Affaire Baylet : pourquoi la justice ouvre-t-elle des enquêtes sur des faits prescrits ?

La brigade des mineurs est en charge de l’enquête qui vise Jean-Michel Baylet, l’ancien président du parti radical de gauche, depuis le 9 juin 2020. Crédit : Flickr.

Jean-Michel Baylet, ancien ministre et président du groupe La Dépêche du Midi, est accusé de “viols” et “agressions sexuelles” sur mineur de moins de 15 ans. Des faits qui remonteraient à 41 ans sur lesquels enquête pourtant le parquet de Paris.

Les faits “se seraient déroulés il y a 41 ans” selon l’avocat de Jean-Michel Baylet, l’ancien ministre radical de gauche accusé de "viols" et "agressions sexuelles" sur mineur de moins de 15 ans. A priori prescrites, ces agressions présumées font néanmoins l’objet d’une enquête par le parquet de Paris. Une révolution juridique impulsée par le ministre de la Justice, Eric Dupond-Moretti.

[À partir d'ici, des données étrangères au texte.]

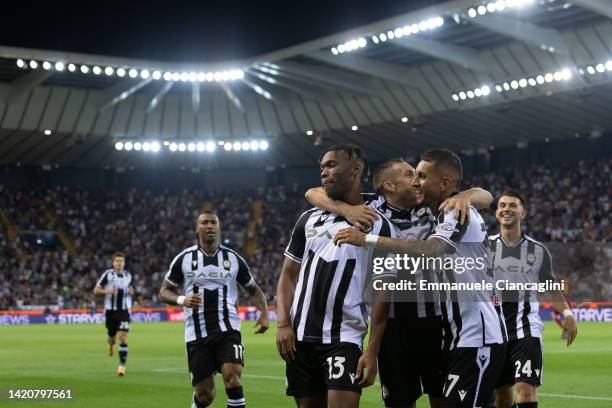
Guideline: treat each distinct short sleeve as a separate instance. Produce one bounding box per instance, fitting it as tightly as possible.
[284,211,311,263]
[235,253,255,287]
[96,271,109,287]
[538,245,555,282]
[165,252,185,287]
[430,210,468,249]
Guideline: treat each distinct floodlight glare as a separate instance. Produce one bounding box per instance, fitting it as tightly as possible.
[206,141,216,152]
[105,66,114,76]
[29,60,39,69]
[242,142,250,151]
[351,125,359,131]
[187,143,196,152]
[481,85,491,95]
[233,142,241,151]
[452,94,459,101]
[141,69,150,79]
[143,142,151,151]
[259,140,269,150]
[55,62,65,71]
[169,143,178,151]
[124,141,133,151]
[68,63,76,72]
[468,8,477,18]
[16,59,25,68]
[42,61,52,70]
[153,71,162,80]
[117,68,126,77]
[224,143,232,151]
[178,143,186,152]
[93,66,102,75]
[196,142,205,152]
[115,142,124,151]
[80,65,89,74]
[134,142,142,151]
[151,142,161,152]
[467,90,475,98]
[249,141,259,151]
[129,69,138,78]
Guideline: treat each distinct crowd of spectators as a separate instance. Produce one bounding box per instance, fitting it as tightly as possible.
[0,157,609,309]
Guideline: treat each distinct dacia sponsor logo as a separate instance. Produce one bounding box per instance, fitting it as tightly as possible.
[187,271,233,279]
[306,228,333,240]
[494,265,534,274]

Le garde des sceaux, qui s'est engagé auprès des associations de droits des enfants et des militantes féministes à apporter de nouvelles réponses aux victimes de violences sexuelles, a en effet demandé ce lundi 1er mars aux procureurs de généraliser les ouvertures d’enquêtes, même si les faits sont prescrits.

Trouver et protéger les victimes

Si ces enquêtes ont peu de chance d’aboutir à une condamnation, faute de preuves, elles permettent dans un premier temps de vérifier les faits puis de rechercher d’autres victimes pour qui les faits pourraient encore être jugés.

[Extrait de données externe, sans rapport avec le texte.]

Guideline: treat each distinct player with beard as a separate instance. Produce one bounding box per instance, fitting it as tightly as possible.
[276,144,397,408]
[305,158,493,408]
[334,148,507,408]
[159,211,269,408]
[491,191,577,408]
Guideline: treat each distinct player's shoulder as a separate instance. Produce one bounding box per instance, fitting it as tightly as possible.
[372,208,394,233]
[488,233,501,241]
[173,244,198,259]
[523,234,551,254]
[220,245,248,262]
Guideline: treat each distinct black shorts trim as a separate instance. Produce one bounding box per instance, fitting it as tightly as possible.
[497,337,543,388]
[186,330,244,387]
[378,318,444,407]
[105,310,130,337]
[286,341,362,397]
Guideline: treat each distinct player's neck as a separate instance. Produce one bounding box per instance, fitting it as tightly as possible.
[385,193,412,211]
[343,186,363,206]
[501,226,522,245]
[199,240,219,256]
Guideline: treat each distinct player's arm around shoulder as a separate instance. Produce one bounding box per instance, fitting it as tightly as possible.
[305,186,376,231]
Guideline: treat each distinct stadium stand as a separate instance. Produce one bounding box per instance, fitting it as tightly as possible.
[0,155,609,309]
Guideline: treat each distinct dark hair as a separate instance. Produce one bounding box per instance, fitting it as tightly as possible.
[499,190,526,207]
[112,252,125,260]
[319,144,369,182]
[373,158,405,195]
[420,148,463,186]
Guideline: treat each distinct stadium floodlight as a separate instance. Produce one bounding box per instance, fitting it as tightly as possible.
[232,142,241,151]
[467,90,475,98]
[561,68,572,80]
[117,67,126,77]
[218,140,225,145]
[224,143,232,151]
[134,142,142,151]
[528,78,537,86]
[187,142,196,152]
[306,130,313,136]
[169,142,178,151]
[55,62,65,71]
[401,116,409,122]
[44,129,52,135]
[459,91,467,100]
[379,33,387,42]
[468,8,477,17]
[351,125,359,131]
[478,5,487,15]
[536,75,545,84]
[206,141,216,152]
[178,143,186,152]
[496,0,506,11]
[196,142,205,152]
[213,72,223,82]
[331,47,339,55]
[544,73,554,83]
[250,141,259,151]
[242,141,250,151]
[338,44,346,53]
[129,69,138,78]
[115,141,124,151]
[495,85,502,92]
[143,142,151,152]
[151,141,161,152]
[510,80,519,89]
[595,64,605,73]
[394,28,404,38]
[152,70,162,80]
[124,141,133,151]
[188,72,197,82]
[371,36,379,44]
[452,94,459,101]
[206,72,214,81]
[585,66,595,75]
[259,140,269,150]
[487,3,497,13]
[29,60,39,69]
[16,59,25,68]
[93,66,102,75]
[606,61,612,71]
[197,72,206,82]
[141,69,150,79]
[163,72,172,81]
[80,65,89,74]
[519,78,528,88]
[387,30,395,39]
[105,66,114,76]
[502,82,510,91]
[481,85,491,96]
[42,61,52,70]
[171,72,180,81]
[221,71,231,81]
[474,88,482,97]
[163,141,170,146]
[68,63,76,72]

Cette recherche est d’autant plus importante que les accusés sont encore au contact d’autres enfants. C’est une enquête de ce type qui avait permis la condamnation du père Preynat en 2020. Prêtres, entraîneurs, professeurs ou grand-parents ayant reconnu ces crimes peuvent ainsi être écartés des mineurs.

Pallier la prescription

Au-delà des recours juridiques, ces enquêtes permettent de donner une réponse à des victimes souvent isolées. Des victimes à qui l’on propose une rencontre avec l’agresseur présumé qui donne parfois lieu à des aveux ou des excuses. Il s’agit aussi de confronter les agresseurs présumés aux faits et à leurs conséquences, à défaut d’être condamnés.

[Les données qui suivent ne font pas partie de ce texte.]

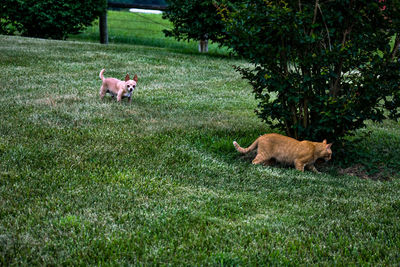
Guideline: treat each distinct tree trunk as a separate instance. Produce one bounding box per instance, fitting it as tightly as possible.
[198,34,209,53]
[99,10,108,45]
[198,39,208,53]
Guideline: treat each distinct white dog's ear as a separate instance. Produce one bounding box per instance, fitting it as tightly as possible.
[124,74,130,81]
[133,74,138,82]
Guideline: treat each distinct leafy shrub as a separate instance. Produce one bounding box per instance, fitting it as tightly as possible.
[220,0,400,142]
[1,0,106,39]
[162,0,226,44]
[108,0,167,5]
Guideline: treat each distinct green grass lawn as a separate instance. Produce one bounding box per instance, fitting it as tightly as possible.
[1,34,400,265]
[69,10,228,55]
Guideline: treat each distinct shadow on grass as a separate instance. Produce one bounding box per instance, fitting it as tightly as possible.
[332,126,400,180]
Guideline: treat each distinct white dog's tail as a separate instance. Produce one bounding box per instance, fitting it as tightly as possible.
[99,69,105,81]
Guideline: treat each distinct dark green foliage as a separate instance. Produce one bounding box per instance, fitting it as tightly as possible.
[221,0,400,141]
[0,0,106,39]
[108,0,167,5]
[162,0,226,43]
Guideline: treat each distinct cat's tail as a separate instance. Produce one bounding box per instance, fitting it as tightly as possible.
[233,139,258,154]
[99,69,105,81]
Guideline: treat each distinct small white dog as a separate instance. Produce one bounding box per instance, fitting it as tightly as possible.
[99,69,138,102]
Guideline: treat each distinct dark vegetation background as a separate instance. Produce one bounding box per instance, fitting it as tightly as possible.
[109,0,166,5]
[0,0,106,39]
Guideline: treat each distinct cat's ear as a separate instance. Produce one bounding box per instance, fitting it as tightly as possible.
[326,143,332,150]
[322,139,327,144]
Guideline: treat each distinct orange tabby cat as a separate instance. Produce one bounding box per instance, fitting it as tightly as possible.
[233,133,332,172]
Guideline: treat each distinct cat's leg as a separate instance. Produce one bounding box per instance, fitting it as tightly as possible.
[306,164,320,173]
[294,160,305,172]
[252,153,268,165]
[263,160,273,166]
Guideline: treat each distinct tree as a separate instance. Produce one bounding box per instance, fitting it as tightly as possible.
[1,0,106,40]
[163,0,226,52]
[220,0,400,142]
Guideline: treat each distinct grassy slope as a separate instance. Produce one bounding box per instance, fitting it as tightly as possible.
[69,10,228,55]
[1,35,400,265]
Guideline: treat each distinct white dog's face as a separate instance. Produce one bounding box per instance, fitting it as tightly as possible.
[124,74,138,93]
[126,80,136,93]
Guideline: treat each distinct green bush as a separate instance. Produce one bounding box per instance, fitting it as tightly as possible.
[162,0,226,44]
[220,0,400,142]
[1,0,106,39]
[108,0,167,5]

En France, les délais de prescription font toujours débat. Allongés à 10 ans pour les agressions sexuelles sur mineur et 30 ans après la majorité pour les viols, ils ne s’appliquent pas aux faits déjà prescrits en août 2018, date du vote de la loi sur les violences sexuelles et sexistes.

Fanny Ruz-Guindos-Artigue

EDIT : Le garde des sceaux, Eric Dupond-Moretti a justifié sa volonté d'ouvrir ces enquêtes auprès du Point après la publication de notre article. "S’agissant de la prescription, je suis favorable à ce que des enquêtes soient menées y compris pour des affaires a priori prescrites, a-t-il détaillé ce mardi 2 mars. D’abord parce que la prescription n’est pas toujours évidente. Ensuite parce que ces enquêtes sont utiles aux victimes : elles peuvent aboutir à découvrir d’autres faits et les aider à se sentir entendues et prises en considération. Enfin parce que l’enquête peut aussi établir l’innocence d’une personne accusée à tort."